Временами в лесу из-за них было находиться опасней, чем в людном городе. И вот я вышел однажды на улицу очередного уездного города Љ…
Зажженные фонари оставляли длинные мерцающие полосы, ярко — желтые, словно лучи утренней зари, на мокрой после теплого спорого дождика мостовой. Засидевшиеся в гостях супружеские пары спешили по домам. Изредка пересекал мой путь сутулый ревизионный чиновник, проверявший яркость фонарей и целостность их стекол. Разглядывая фонари, он сильно запрокидывался назад из-за нажитого от сидения крючком горба, и скоро врезался спиной в стену. Да так хорошо, что вроде бы она и распрямилась.
В ответ на оханье чиновника я извинился, сказав, что не заметил его падения, и потому не успел этому воспрепятствовать. На самом деле я успел бы. Еще как успел. Но я боялся прикоснуться к человеку. Если чиновник рисковал бездумно, не заботясь о своей безопасности, то мне приходилось беспокоиться о людях, находясь рядом с ними, — ограждать себя от риска, а их — от меня.
Я давно не охотился, стараясь не выдавать своего присутствия. Терпеть голод становилось все труднее, но и найти подходящую добычу было нелегко.
«В городе каждая шавка принадлежит кому-то, а бездомные шавки прячутся в подворотнях и ночью по улицам не бегают. Лошадь тоже под шумок не укусишь. За ней следит кучер или наездник».

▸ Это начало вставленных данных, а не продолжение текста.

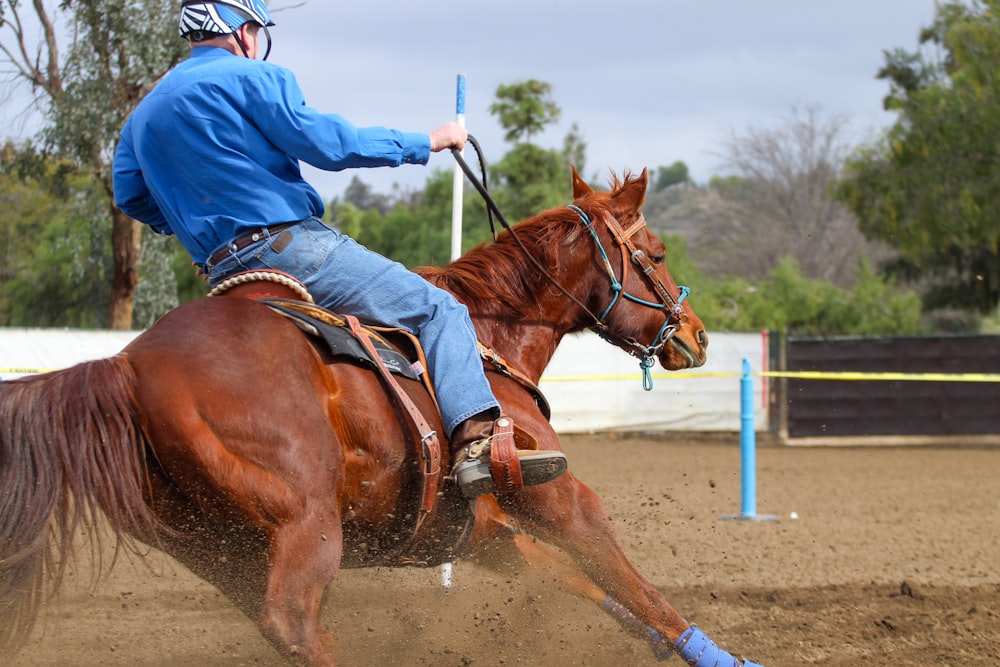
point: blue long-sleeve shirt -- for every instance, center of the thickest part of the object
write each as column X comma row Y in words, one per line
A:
column 214, row 149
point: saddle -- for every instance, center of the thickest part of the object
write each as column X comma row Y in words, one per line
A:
column 442, row 518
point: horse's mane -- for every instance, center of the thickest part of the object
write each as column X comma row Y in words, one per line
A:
column 495, row 277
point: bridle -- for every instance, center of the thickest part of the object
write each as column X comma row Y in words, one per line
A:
column 674, row 317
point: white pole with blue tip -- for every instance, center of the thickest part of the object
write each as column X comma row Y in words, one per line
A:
column 748, row 453
column 457, row 193
column 458, row 183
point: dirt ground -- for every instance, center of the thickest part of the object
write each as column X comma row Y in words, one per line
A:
column 893, row 559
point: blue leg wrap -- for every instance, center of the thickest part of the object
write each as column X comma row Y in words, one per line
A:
column 700, row 651
column 662, row 648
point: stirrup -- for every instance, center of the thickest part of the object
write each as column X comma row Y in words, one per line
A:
column 494, row 461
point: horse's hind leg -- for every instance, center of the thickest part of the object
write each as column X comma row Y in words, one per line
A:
column 304, row 558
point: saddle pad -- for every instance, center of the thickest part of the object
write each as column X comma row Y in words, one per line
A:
column 331, row 329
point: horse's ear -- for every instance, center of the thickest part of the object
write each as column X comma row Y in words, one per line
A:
column 580, row 188
column 632, row 194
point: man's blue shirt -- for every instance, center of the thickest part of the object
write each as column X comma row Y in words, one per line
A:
column 214, row 149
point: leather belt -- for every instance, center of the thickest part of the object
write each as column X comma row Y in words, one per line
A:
column 245, row 239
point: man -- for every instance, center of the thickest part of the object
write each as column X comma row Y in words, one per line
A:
column 212, row 155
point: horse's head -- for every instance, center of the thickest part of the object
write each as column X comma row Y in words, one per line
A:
column 635, row 301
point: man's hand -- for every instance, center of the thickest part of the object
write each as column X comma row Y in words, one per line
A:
column 449, row 135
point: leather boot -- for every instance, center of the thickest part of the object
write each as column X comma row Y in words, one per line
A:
column 470, row 448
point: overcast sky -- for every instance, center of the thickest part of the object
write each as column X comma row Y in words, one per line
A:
column 648, row 82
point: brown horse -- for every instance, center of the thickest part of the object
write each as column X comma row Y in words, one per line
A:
column 224, row 437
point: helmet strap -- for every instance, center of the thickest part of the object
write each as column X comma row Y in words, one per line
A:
column 243, row 47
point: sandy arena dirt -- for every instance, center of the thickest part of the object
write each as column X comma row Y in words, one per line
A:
column 893, row 559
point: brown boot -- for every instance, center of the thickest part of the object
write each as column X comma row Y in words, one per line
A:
column 471, row 448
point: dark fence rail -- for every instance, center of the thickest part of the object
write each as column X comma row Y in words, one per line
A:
column 829, row 408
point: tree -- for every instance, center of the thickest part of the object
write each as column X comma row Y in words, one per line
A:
column 930, row 185
column 117, row 50
column 524, row 109
column 777, row 202
column 55, row 259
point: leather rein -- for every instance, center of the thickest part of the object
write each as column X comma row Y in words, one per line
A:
column 674, row 317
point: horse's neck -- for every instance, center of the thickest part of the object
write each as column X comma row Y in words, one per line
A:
column 528, row 348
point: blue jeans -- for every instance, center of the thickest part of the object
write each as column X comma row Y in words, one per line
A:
column 345, row 277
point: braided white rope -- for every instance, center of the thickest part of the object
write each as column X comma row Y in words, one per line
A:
column 266, row 276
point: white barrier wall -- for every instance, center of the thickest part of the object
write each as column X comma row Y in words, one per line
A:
column 590, row 385
column 593, row 386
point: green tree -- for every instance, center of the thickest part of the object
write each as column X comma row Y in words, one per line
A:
column 56, row 258
column 524, row 109
column 930, row 185
column 116, row 52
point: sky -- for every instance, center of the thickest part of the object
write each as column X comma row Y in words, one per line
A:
column 648, row 82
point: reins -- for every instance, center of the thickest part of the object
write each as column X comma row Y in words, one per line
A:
column 493, row 209
column 674, row 311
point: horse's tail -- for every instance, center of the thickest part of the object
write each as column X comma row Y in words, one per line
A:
column 71, row 446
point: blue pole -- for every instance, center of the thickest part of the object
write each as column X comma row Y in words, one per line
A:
column 748, row 444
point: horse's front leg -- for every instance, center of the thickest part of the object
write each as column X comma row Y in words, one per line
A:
column 568, row 514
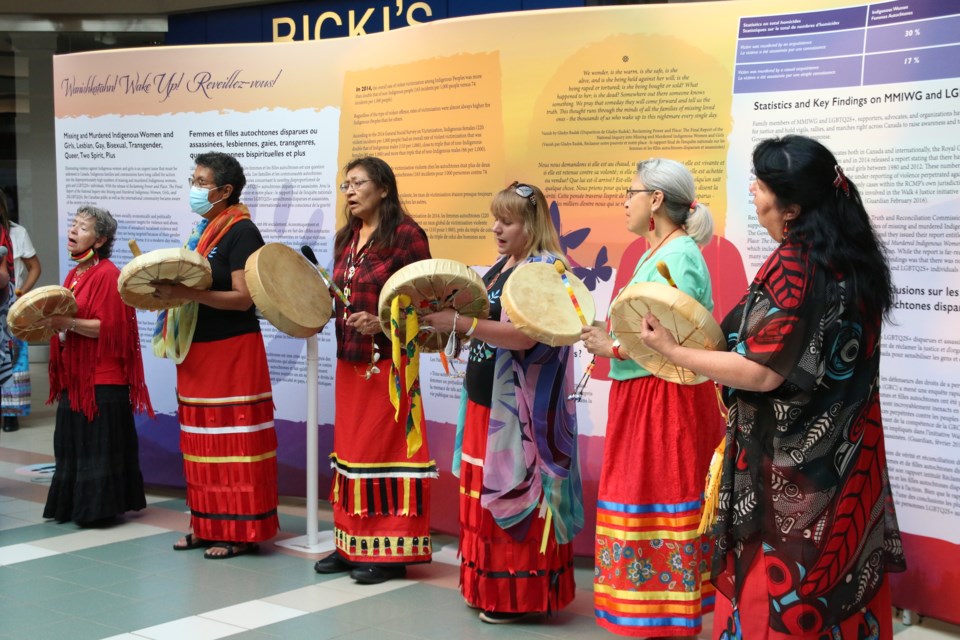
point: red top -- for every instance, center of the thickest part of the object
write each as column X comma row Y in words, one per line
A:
column 113, row 358
column 373, row 266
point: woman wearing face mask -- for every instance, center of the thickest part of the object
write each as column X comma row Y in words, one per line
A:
column 223, row 384
column 96, row 375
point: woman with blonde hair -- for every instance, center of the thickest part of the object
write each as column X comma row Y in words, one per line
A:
column 521, row 501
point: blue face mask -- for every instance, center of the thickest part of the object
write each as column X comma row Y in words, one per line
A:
column 200, row 200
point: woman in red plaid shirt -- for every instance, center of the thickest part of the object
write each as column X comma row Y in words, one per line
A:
column 380, row 497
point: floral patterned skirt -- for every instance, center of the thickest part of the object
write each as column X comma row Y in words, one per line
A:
column 652, row 567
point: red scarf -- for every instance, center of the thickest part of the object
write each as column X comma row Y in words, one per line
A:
column 73, row 363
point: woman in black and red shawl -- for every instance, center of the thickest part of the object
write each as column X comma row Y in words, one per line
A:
column 96, row 375
column 806, row 528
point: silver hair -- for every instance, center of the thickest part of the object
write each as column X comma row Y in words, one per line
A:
column 104, row 224
column 679, row 193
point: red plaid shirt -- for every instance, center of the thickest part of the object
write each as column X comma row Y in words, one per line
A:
column 410, row 245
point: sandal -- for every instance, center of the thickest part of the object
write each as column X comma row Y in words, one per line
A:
column 192, row 542
column 234, row 549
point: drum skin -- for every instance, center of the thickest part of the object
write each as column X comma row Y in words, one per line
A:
column 688, row 320
column 539, row 305
column 433, row 285
column 287, row 290
column 170, row 266
column 35, row 305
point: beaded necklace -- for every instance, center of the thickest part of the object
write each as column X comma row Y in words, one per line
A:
column 79, row 274
column 354, row 260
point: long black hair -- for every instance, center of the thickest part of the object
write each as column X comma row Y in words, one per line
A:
column 391, row 209
column 833, row 223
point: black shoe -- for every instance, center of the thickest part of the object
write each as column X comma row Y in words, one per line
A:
column 377, row 573
column 334, row 563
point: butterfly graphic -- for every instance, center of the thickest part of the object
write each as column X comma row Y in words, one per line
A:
column 570, row 241
column 600, row 270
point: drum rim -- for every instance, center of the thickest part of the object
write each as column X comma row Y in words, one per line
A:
column 433, row 341
column 144, row 300
column 527, row 325
column 272, row 311
column 27, row 300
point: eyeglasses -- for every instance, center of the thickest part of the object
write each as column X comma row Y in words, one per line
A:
column 200, row 182
column 525, row 191
column 346, row 186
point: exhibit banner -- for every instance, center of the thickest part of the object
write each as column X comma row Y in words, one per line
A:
column 569, row 100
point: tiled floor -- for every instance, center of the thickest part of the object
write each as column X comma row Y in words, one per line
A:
column 125, row 581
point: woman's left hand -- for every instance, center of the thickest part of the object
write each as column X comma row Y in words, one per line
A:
column 441, row 321
column 364, row 322
column 655, row 336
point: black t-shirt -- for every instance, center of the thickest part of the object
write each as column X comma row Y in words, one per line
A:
column 230, row 254
column 482, row 360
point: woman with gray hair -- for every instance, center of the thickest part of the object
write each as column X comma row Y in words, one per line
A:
column 660, row 437
column 96, row 375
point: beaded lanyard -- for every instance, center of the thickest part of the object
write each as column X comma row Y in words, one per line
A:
column 354, row 260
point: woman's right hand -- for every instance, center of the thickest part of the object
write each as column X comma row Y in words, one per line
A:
column 597, row 341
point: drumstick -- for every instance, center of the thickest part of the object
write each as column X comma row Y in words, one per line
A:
column 311, row 257
column 562, row 270
column 665, row 272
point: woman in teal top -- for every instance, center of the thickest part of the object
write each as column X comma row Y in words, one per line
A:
column 659, row 440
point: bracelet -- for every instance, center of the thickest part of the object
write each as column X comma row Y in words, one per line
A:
column 616, row 350
column 473, row 327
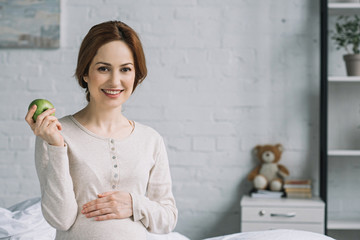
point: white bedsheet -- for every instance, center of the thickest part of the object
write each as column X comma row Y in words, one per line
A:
column 24, row 221
column 278, row 234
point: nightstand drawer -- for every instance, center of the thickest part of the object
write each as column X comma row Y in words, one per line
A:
column 278, row 214
column 249, row 227
column 300, row 214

Стараясь поступать вопреки предположениям охотников о моих вероятных действиях, я пошел на яркий свет, лившийся из окон низкого белого дома с мезонином и просторными балконами, украшавшему собой невзрачную улочку. В доме играла неторопливая музыка, аперитив перед оглушительными плясовыми аккордами. Один за другим к нему подъезжали экипажи, высаживая у парадного крыльца нарядных дам и господ, с порога начинавших нехитрый бальный разговор, далеких от головоломных тем. Я импульсивно потянулся вслед за ними, прекрасно понимая, что по-гусиному выпятившие грудь мажордомы у дверей меня не впустят. Одет я был прилично, но выкатывавшиеся из карет гости предъявляли именные письменные приглашения. Мне было негде такое украсть. Зараженный праздничным настроением, истосковавшийся по танцам и пирам, я шагнул на нижнюю ступень, как вдруг почувствовал недобрый взгляд и обернулся.

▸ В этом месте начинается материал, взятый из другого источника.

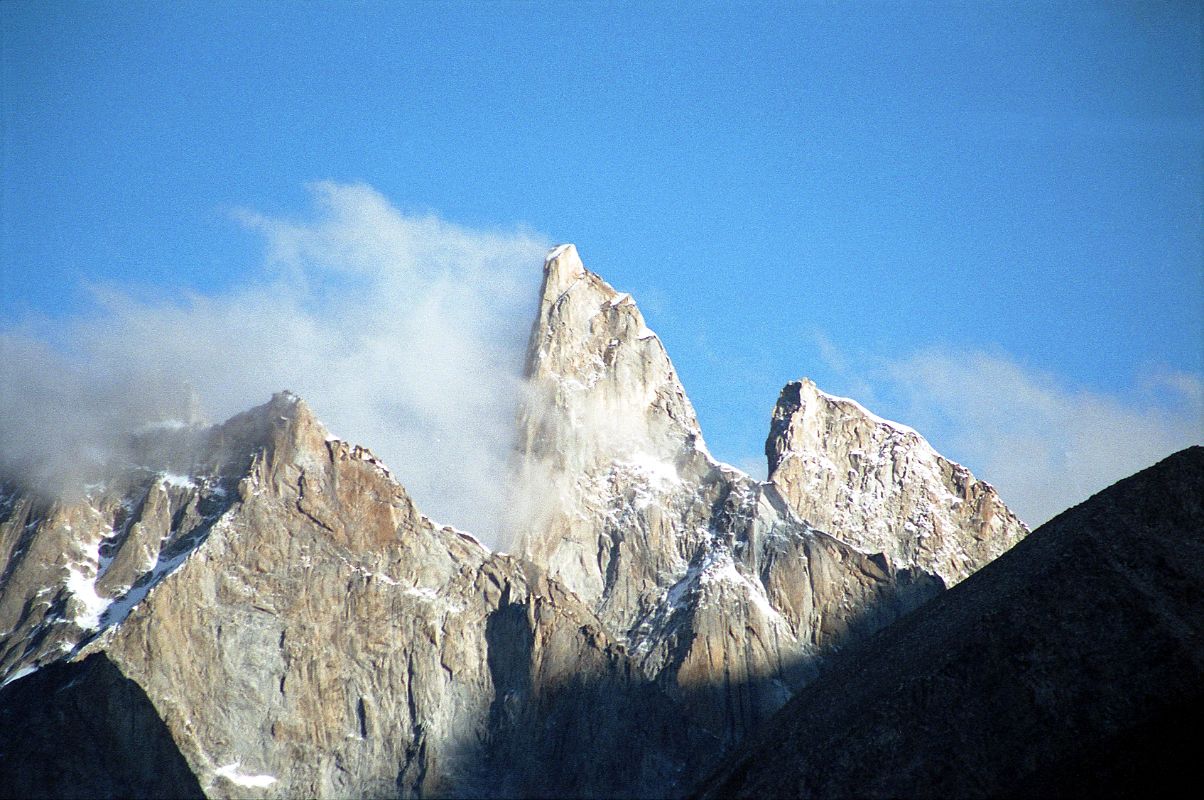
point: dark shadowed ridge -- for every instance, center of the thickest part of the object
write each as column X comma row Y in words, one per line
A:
column 86, row 730
column 1070, row 666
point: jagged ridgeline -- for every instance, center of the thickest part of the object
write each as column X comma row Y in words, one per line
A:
column 258, row 609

Посредине улицы, не сторонясь взволнованных суетой лошадей, стояла женщина в черном платье — крепко сбитая, с короткой шеей, полноватыми руками. Лицо у нее было лунное — округлое, изжелта — бледное, глазастое, с мелкими складками возле щек и тремя тонкими морщинками в центре лба. В ее серовато — черных волосах, туго зачесанных в завернутую пучком косу, мелкими кучерявыми волнами пробивалась белоснежная седина. Широкие, почти мужские брови, расположенные высоко над карими глазами, не были насуплены. Но взгляд от того не становился менее злым, острым.